Maybe they should just stop the movie at you know when everyone says it goes downhill, and have a second movie pick up afterwards and completely change a lot of things?
I love Death Note, a great concept!
I love the original films and I think an American adaptation is a great idea :D
I'd rather see Death Note be made into a TV series à la Game of Thrones.
@The Stegman said:
Way to reply to a concealed spoiler by then revealing said spoiler. Jeez...
I have a 2009 draft of an American version, so this has been in development for a while. It's not a Shane Black script, though
It would be really hard for someone to make Death Note into a Movie. Maybe a miniseries or something but for film you would need at least 2.
I love me some Death Note and it would be interesting to see a Western take on it.
I agree with everyone who says that the last arc of Death Note is notably worse than the rest of the series.
That being said, I still have no idea how this would ever work in a way that would be both palpable to mainstream western audiences and in any way faithful to the source material. Then again, maybe that's just me being a snob.
I PREDICT WHITEWASH!!
I used to really like Death Note, until the damn fandoms descended on it like a back of vultures and everyone started cosplaying as L. Then I kinda became ashamed of liking it, it was the only anime I could really get into, the themes and the premise had me hooked! I should finish watching it one day.

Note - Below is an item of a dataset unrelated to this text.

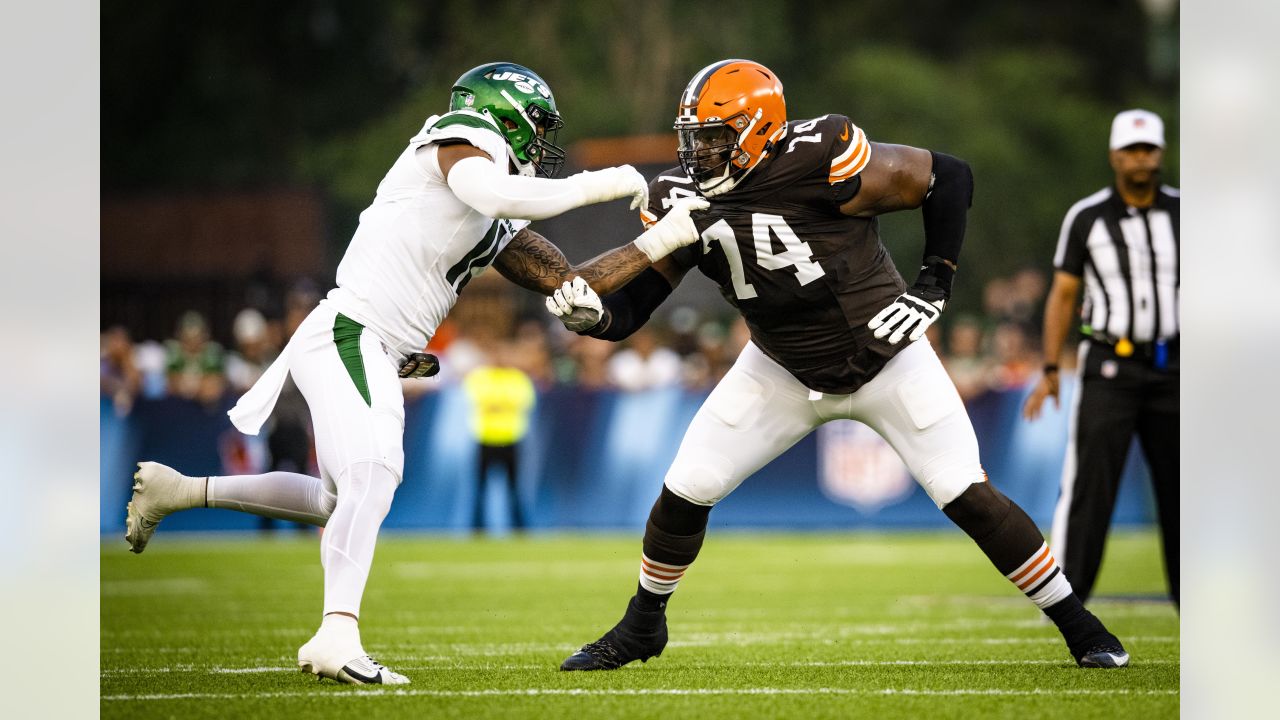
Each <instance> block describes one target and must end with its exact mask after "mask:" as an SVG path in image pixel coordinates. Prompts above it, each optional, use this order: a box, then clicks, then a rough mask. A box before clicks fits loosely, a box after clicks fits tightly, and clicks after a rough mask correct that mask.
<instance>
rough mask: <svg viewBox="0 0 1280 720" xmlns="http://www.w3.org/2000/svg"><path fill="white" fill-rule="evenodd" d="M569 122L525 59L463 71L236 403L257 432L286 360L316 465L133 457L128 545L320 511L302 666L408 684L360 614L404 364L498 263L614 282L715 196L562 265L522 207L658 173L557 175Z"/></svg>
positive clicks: (309, 514) (336, 675)
mask: <svg viewBox="0 0 1280 720" xmlns="http://www.w3.org/2000/svg"><path fill="white" fill-rule="evenodd" d="M561 126H562V122H561V118H559V114H558V111H557V109H556V100H554V97H553V96H552V91H550V88H549V87H548V86H547V83H545V82H543V79H541V78H540V77H539V76H538V74H535V73H534V72H532V70H530V69H527V68H524V67H521V65H516V64H512V63H492V64H486V65H480V67H477V68H474V69H471V70H468V72H467V73H465V74H462V77H460V78H458V81H457V82H456V83H454V86H453V91H452V95H451V100H449V111H448V113H445V114H443V115H434V117H431V118H429V119H428V120H426V124H425V126H424V127H422V131H421V132H419V133H417V135H416V136H413V137H412V138H411V140H410V142H408V146H407V147H406V149H404V151H403V152H402V154H401V156H399V159H397V160H396V163H394V164H393V165H392V168H390V170H389V172H388V173H387V177H385V178H383V181H381V183H380V184H379V186H378V193H376V196H375V197H374V201H372V204H371V205H370V206H369V208H367V209H366V210H365V211H364V213H361V215H360V227H358V228H357V229H356V233H355V237H353V238H352V241H351V245H349V246H348V249H347V252H346V255H344V256H343V259H342V263H340V264H339V265H338V277H337V287H335V288H334V290H333V291H330V292H329V296H328V297H326V299H325V300H323V301H321V302H320V305H319V306H317V307H316V309H315V310H314V311H312V313H311V314H310V315H308V316H307V319H306V320H303V323H302V324H301V325H300V327H298V329H297V332H296V333H294V334H293V337H292V338H291V340H289V342H288V345H287V346H285V348H284V351H283V352H282V354H280V356H279V359H278V360H276V361H275V363H274V364H273V365H271V368H270V369H268V372H266V373H265V374H264V377H262V378H261V379H260V380H259V382H257V383H256V384H255V386H253V387H252V388H251V389H250V391H248V392H246V393H244V396H243V397H241V398H239V402H237V405H236V406H234V407H233V409H232V410H230V413H229V415H230V418H232V421H233V423H234V424H236V427H237V428H238V429H241V430H242V432H244V433H248V434H256V433H257V432H259V429H260V427H261V425H262V423H264V421H265V420H266V419H268V416H269V415H270V413H271V409H273V407H274V405H275V401H276V398H278V396H279V392H280V387H282V386H283V383H284V380H285V378H287V375H292V377H293V379H294V382H296V383H297V386H298V388H300V389H301V391H302V395H303V396H305V397H306V401H307V405H308V406H310V409H311V416H312V421H314V425H315V434H316V451H317V456H319V465H320V475H321V477H320V478H312V477H310V475H301V474H296V473H268V474H262V475H236V477H209V478H189V477H186V475H183V474H180V473H178V471H177V470H174V469H172V468H168V466H165V465H161V464H159V462H140V464H138V466H140V469H138V471H137V474H134V480H136V483H134V486H133V497H132V500H131V502H129V505H128V515H127V533H125V539H127V541H128V542H129V544H131V547H132V550H133V552H142V550H143V548H145V547H146V544H147V541H150V538H151V536H152V533H154V532H155V528H156V524H157V523H160V520H161V519H163V518H164V516H165V515H168V514H170V512H174V511H178V510H183V509H188V507H227V509H233V510H241V511H244V512H252V514H255V515H264V516H268V518H278V519H283V520H294V521H301V523H310V524H312V525H319V527H323V528H325V532H324V536H323V539H321V548H320V562H321V565H323V566H324V575H325V583H324V615H323V620H321V625H320V629H319V630H317V632H316V633H315V635H314V637H312V638H311V639H310V641H307V642H306V643H305V644H303V646H302V647H301V648H300V650H298V665H300V667H301V669H302V670H303V671H308V673H314V674H316V675H320V676H324V678H332V679H335V680H338V682H343V683H352V684H367V683H384V684H403V683H407V682H408V679H407V678H404V676H403V675H401V674H398V673H394V671H392V670H388V669H387V667H384V666H383V665H380V664H378V662H376V661H374V660H372V659H371V657H370V656H369V655H367V653H366V652H365V650H364V647H362V644H361V638H360V630H358V624H357V619H358V616H360V601H361V597H362V594H364V589H365V580H366V579H367V575H369V568H370V564H371V562H372V557H374V543H375V541H376V537H378V529H379V527H380V525H381V521H383V519H384V518H385V516H387V512H388V510H389V509H390V502H392V496H393V495H394V492H396V488H397V486H398V484H399V482H401V478H402V468H403V464H404V451H403V429H404V401H403V396H402V393H401V383H399V378H402V377H421V375H425V374H431V373H434V369H435V364H434V359H433V357H430V356H428V355H425V354H422V352H421V351H422V350H424V348H425V347H426V343H428V341H429V340H430V338H431V336H433V334H434V333H435V329H436V327H439V324H440V322H442V320H443V319H444V316H445V314H447V313H448V311H449V309H451V307H452V306H453V304H454V302H456V301H457V299H458V293H460V292H462V290H463V288H465V287H466V284H467V282H468V281H470V279H471V278H472V277H475V275H476V274H479V273H480V272H483V270H484V269H485V268H486V266H488V265H490V264H493V265H494V266H495V268H497V269H498V272H499V273H500V274H503V275H504V277H507V278H508V279H511V281H512V282H515V283H517V284H520V286H522V287H526V288H530V290H534V291H538V292H541V293H543V295H550V293H552V292H553V291H554V290H556V288H557V287H561V284H562V283H563V282H566V281H570V279H572V278H575V277H581V278H584V279H585V281H588V282H591V283H593V284H596V287H602V288H603V290H605V292H608V291H612V290H616V288H617V287H618V286H620V283H622V282H626V281H627V279H630V278H632V277H635V275H636V274H637V273H640V272H641V270H643V269H645V268H648V266H649V265H650V263H653V261H654V260H658V259H660V258H663V256H666V255H667V254H668V252H671V251H672V250H675V249H677V247H680V246H684V245H686V243H689V242H692V241H694V240H696V237H698V234H696V232H695V231H694V225H692V222H691V219H690V217H689V213H690V210H696V209H700V208H705V202H704V201H689V202H685V204H682V205H681V206H680V208H678V209H676V210H675V211H673V213H671V215H668V218H667V219H664V220H663V222H662V223H658V224H655V225H654V227H652V228H650V229H648V231H646V232H644V233H643V234H641V236H640V237H637V238H636V240H635V242H632V243H628V245H626V246H623V247H620V249H616V250H613V251H609V252H607V254H604V255H600V256H599V258H596V259H594V260H591V261H590V263H586V264H584V265H581V266H572V265H570V263H568V261H567V260H566V258H564V255H563V254H561V252H559V250H557V249H556V246H553V245H552V243H550V242H548V241H547V240H545V238H544V237H541V236H539V234H538V233H535V232H532V231H530V229H529V228H527V227H526V225H527V224H529V222H530V220H536V219H544V218H550V217H553V215H557V214H561V213H564V211H566V210H571V209H573V208H580V206H582V205H588V204H593V202H604V201H608V200H614V199H626V197H630V199H631V208H632V209H635V208H643V205H644V202H645V201H646V197H648V183H646V181H645V179H644V177H643V176H641V174H640V173H637V172H636V170H635V169H634V168H631V167H630V165H622V167H616V168H607V169H603V170H599V172H584V173H579V174H575V176H572V177H568V178H564V179H552V176H554V173H556V170H557V169H558V168H559V165H561V164H562V163H563V158H564V154H563V151H562V150H561V149H559V147H557V146H556V145H554V136H556V132H557V129H558V128H559V127H561ZM539 176H541V177H539ZM699 202H700V204H699Z"/></svg>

It is one of the few anime shows I watched. It's okay but it thinks it is a lot smarter than what it actually is.
It's a very good concept, but a lot would need to be changed to make it less Japanese, and less anime.

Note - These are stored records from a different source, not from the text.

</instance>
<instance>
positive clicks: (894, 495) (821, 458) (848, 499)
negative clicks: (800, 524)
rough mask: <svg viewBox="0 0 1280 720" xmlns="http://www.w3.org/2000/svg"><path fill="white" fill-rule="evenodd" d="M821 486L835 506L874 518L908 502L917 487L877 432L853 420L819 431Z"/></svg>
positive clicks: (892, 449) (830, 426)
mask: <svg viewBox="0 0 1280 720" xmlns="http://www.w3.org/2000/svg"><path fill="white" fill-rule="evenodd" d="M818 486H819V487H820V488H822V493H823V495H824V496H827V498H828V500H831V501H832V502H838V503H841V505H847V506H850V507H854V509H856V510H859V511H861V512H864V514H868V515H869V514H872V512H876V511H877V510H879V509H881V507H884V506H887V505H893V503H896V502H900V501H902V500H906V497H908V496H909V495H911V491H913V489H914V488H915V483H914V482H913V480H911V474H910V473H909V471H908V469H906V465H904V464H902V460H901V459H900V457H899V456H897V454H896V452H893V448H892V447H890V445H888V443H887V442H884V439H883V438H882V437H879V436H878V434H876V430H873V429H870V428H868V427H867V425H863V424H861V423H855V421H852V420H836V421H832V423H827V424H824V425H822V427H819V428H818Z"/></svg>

If its done correctly, it definitely could be huge. I personally don't really like anime that much, but I was fascinated and captivated by the original show. It has that addictive potential, which I rarely come across.
death note isn't close to being girl with the dragon tattoo..... and I dont want another death note movie
I thought the anime was okay, but I didn't really like the live-action movie. Would care less either way.
I could never get into Death Note but if by honor the source material they mean adapt it so that it's themes and points get across to a more western audience as opposed to slavishly adhering to every event and quirk from the source material then I'd be more then willing to give it another go.
I would love to see Shane Black successfully bring Death Note to a wider audience. It's already pretty well equipped to do so; it's literally the last anime I've seen that was any good at all (and it was very good). Most anime nowadays falls back too harshly on Moe shit, terrible/derivative character designs, the same dozen or so expressions in ALL Shonen Jump adaptations, and the same derivative archetypes who don't speak like normal people, instead falling back on the same expressions all of those archetypes do. Death Note suffers from none of these; the people were multi-dimensional and spoke like actual human beings. And Light Yagami was a fantastic hero; you're really with him for a good chunk of things, even as he slips more and more to the "Dark Side" as things go on.
Good luck Shane Black. I wanna see an Americanized Death Note. Just make sure you don't cut out the gods of death. Ryuk will no doubt need to be redesigned and get a different name, but you still need that chilling visage in some form.
I thought the anime and live-action versions versions were good, but I'm still neutral about the remake, though.
@vinsanityv22: Your entire statement has been spot-on. There are a few anime shows released in the past generation that end up breaking the mold like Death Note did back then. The franchise's concept is still intriguing to me.